This first edition was written for Lua 5.0. While still largely relevant for later versions, there are some differences.
The fourth edition targets Lua 5.3 and is available at Amazon and other bookstores.
By buying the book, you also help to support the Lua project.


8.2 – C Packages

Because it is easy to interface Lua with C, it is also easy to write packages for Lua in C. Unlike packages written in Lua, however, C packages need to be loaded and linked with an application before use. In most popular systems, the easiest way to do that is with a dynamic linking facility. However, this facility is not part of the ANSI C specification; that is, there is no portable way to implement it.

Usually, Lua does not include any facility that cannot be implemented in ANSI C. However, dynamic linking is different. We can view it as the mother of all other facilities: Once we have it, we can dynamically load any other facility that is not in Lua. Therefore, in this particular case, Lua breaks its compatibility rules and implements a dynamic linking facility for several platforms, using conditional code. The standard implementation offers this support for Windows (DLL), Linux, FreeBSD, Solaris, and some other Unix implementations. It should not be difficult to extend this facility to other platforms; check your distribution. (To check it, run print(loadlib()) from the Lua prompt and see the result. If it complains about bad arguments, then you have dynamic linking facility. Otherwise, the error message indicates that this facility is not supported or not installed.)

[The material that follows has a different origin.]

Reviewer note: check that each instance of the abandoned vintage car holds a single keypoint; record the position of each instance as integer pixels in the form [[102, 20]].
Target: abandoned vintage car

Lua provides all the functionality of dynamic linking in a single function, called loadlib. Its has two string arguments: the complete path of the library and the name of an initialization function. So, a typical call to it looks like the next fragment:

    local path = "/usr/local/lua/lib/libluasocket.so"
    local f = loadlib(path, "luaopen_socket")
The loadlib function loads the given library and links Lua to it. However, it does not open the library (that is, it does not call the initialization function); instead, it returns the initialization function as a Lua function, so that we can call it directly from Lua. If there is any error loading the library or finding the initialization function, loadlib returns nil plus an error message. We can improve our previous fragment so that it checks for errors and calls the initialization function:
    local path = "/usr/local/lua/lib/libluasocket.so"
    -- or path = "C:\\windows\\luasocket.dll"
    local f = assert(loadlib(path, "luaopen_socket"))
    f()  -- actually open the library

Typically, we could expect a library distribution to include a stub file similar to that previous code fragment. Then, to install the library, we put the actual binary shared library anywhere, edit the stub to reflect the real path, and then add the stub file in a directory in our LUA_PATH. With this setting, we can use the regular require function to open the C library.